Director-General Labour Bureau DPS Negi said the rise in the index during April 2021 is in line with all other price indices compiled and released and the decline in inflation during the month has been observed across all retail price indices released by other government agencies.
The Labour Bureau, an attached office of the Ministry of Labour & Employment, has been compiling Consumer Price Index for Industrial Workers every month on the basis of retail prices collected from 317 markets spread over 88 industrially important centres in the country.
The data is released on the last working day of the succeeding month.
World economy limps back
The global economy could grow by “nearly 6 per cent” this year, the Organization for Economic Co-operation and Development (OECD) said on Monday, while warning that recovery from the Covid-19 pandemic-related losses will be “very uneven”.
Growth will be driven by the world’s three main economic powers, with China’s gross domestic product (GDP) set to expand by more than 8 per cent, dpa news agency quoted the Paris-based OECD as saying in its 2021 Economic Outlook.
The US should be close behind, registering nearly 7 per cent GDP growth, with the European Union clocking a higher-than-usual 4.25 per cent.
But while this year’s projected rebound would amount to “an impressive surge after the 3.5 per-cent contraction in 2020” it is unlikely to return living standards “to the level expected before the pandemic” by the end of next year, the OECD said.
It also noted that pandemic-related curbs have made it more difficult to estimate GDP and “may have reduced the comparability of economic outcomes across countries”.
The OECD said it while it was “very encouraging” that some governments provided “unprecedented” support for businesses forced to close by pandemic restrictions, it warned that most countries do not have the means for such spending, meaning “headwinds” remain for global growth.
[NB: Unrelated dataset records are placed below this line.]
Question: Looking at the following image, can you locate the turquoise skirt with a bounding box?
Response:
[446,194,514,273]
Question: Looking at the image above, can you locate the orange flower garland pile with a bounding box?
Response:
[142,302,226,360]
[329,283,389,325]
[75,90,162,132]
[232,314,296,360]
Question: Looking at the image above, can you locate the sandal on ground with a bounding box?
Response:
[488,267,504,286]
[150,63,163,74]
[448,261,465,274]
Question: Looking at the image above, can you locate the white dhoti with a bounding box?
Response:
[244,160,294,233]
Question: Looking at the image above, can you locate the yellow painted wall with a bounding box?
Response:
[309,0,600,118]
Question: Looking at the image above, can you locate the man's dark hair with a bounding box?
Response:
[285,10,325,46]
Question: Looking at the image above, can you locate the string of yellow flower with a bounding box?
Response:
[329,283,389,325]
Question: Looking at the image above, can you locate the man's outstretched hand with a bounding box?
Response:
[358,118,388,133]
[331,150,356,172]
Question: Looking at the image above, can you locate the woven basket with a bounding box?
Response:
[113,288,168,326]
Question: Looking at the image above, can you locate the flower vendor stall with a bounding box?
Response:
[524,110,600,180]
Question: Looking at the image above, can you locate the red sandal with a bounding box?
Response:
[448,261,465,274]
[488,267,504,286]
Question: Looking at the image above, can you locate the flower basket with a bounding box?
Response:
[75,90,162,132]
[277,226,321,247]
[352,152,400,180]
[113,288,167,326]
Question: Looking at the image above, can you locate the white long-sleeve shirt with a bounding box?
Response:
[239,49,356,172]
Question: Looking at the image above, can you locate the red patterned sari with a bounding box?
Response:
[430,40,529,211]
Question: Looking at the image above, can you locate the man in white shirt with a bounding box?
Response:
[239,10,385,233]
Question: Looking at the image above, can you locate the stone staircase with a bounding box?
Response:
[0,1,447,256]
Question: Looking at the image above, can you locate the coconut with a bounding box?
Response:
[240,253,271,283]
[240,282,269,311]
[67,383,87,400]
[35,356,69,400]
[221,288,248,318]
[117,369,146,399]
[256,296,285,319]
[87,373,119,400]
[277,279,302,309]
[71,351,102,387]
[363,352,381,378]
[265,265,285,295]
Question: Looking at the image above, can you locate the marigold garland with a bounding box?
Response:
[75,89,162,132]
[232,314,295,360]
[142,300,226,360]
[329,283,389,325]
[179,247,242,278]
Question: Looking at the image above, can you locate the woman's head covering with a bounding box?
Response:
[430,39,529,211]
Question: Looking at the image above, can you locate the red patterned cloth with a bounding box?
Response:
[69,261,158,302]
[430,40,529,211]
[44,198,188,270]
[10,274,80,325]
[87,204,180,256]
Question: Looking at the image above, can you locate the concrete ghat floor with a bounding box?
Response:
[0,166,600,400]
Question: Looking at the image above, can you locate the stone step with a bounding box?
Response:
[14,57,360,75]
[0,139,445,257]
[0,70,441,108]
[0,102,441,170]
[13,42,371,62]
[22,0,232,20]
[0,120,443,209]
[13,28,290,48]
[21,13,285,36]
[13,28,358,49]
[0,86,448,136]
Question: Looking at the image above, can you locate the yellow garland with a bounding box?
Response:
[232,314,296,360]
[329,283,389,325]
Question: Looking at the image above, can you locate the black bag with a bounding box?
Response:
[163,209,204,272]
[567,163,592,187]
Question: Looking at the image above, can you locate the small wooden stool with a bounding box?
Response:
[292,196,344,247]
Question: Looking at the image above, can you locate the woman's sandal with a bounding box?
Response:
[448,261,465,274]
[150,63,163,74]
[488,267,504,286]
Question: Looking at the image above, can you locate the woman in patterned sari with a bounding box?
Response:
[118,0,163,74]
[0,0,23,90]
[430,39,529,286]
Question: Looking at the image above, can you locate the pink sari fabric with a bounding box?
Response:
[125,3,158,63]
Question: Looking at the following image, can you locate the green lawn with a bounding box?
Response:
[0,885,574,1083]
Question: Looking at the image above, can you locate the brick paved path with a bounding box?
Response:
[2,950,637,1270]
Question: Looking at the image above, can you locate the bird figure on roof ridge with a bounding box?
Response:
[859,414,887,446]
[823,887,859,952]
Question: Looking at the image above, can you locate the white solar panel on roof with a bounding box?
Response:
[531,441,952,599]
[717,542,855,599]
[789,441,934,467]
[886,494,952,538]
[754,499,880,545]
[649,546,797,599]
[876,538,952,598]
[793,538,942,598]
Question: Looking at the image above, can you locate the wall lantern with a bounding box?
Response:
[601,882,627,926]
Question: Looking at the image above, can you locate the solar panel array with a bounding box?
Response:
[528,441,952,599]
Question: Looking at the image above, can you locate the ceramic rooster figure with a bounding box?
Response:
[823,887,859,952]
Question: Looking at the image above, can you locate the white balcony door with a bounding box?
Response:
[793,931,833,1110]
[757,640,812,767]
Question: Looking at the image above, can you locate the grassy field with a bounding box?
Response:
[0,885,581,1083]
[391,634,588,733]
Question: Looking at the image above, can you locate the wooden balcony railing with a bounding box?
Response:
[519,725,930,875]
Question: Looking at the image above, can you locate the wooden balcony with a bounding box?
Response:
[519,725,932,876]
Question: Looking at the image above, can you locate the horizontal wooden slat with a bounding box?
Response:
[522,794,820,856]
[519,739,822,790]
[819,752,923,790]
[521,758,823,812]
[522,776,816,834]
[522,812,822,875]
Developing countries “have less policy capacity to support activity than advanced economies”, the OECD said, meaning that weighed against pre-pandemic expectations, “output shortfall” in developing economies could be “more than twice that in the median advanced economy” by the end of 2022.
A “disturbing” scarcity of coronavirus vaccines in poorer countries could sharpen the divide, the Organization added.